Cuando el huracán arrecia, el liderazgo necesita tres anclas:

  1. Propósito: recordar para qué se gobierna.
  2. Perspectiva: mirar más allá del corto plazo.
  3. Calma activa: actuar sin estridencia, decidir sin soberbia.

Winston Churchill decía que “a cada persona le llega su mejor hora”. Para México, esa hora puede ser ahora, en medio del ruido, de la fatiga democrática, de la desconfianza. El propósito devuelve sentido, la perspectiva evita la improvisación y la calma activa restaura la confianza.

Muchos jóvenes mexicanos miran la política con hastío. Y con razón. Han visto corrupción, cinismo, impunidad. Pero el desencanto no puede ser la coartada de la indiferencia. La salida no es el desprecio: es la profesionalización. Antes del cargo, brújula moral. Antes del discurso, evidencia. Antes del aplauso, método.

El poder desnuda; por eso hay que llegar preparado. Formarse, estudiar historia, entender economía, dominar tecnología, cultivar empatía. Y sobre todo, mantener la promesa doble que define el liderazgo ético: no mentir y no humillar. La primera sostiene la confianza; la segunda, la convivencia.

Muchos países necesitan una generación de servidores públicos que midan su éxito no por el tamaño del presupuesto, sino por la profundidad del impacto. Que entiendan que la popularidad es efímera, pero la decencia perdura.

El poder que se contiene

En la historia de México, los momentos de mayor avance institucional han surgido cuando alguien supo contenerse. Benito Juárez al limitar su mandato; Plutarco Elías Calles al institucionalizar el poder; los arquitectos de la transición democrática al pactar reglas.

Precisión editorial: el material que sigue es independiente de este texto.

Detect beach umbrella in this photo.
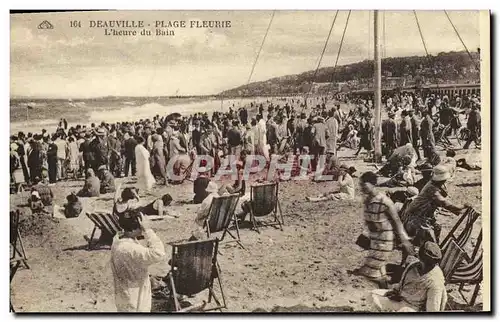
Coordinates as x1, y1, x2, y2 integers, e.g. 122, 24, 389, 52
165, 112, 182, 122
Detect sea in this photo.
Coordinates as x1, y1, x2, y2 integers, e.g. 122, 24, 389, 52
9, 96, 305, 135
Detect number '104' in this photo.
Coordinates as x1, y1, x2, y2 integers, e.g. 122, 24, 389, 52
70, 21, 81, 28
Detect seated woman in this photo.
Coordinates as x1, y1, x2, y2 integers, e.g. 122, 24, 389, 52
306, 164, 356, 201
413, 163, 433, 192
28, 190, 46, 214
377, 155, 416, 188
218, 161, 252, 219
63, 192, 83, 218
113, 183, 140, 219
388, 187, 419, 214
95, 183, 140, 247
377, 143, 417, 178
140, 193, 176, 217
190, 181, 220, 240
368, 241, 447, 312
192, 167, 211, 204
98, 165, 116, 194
77, 169, 100, 197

Hoy, contenerse vuelve a ser revolucionario. Respetar la ley, aceptar los límites, rendir cuentas, escuchar al otro, construir sin destruir: esas son las formas más modernas del éxito político.

La ética no es obstáculo para gobernar; es su condición. Sin ética, la política se degrada en espectáculo. Con ética, se eleva a su propósito original: el arte serio de cuidar lo que somos.

He visto gobiernos colapsar por soberbia y resurgir por coherencia. He visto ciudadanos volver a creer porque alguien tuvo el valor de decir la verdad, abrir los datos, corregir el rumbo y compartir el mérito.

El poder solo vale si sabemos ponerle límites. Esos límites no están en los códigos ni en las urnas, sino en la conciencia de quien decide.

La integridad no es una bandera para presumir; es un trabajo diario, silencioso y valiente. Pero cuando se ejerce, cuando se rinde cuentas y se respeta el límite, ocurre algo poderoso: la gente vuelve a creer. Y cuando la gente cree, la política vuelve a tener sentido.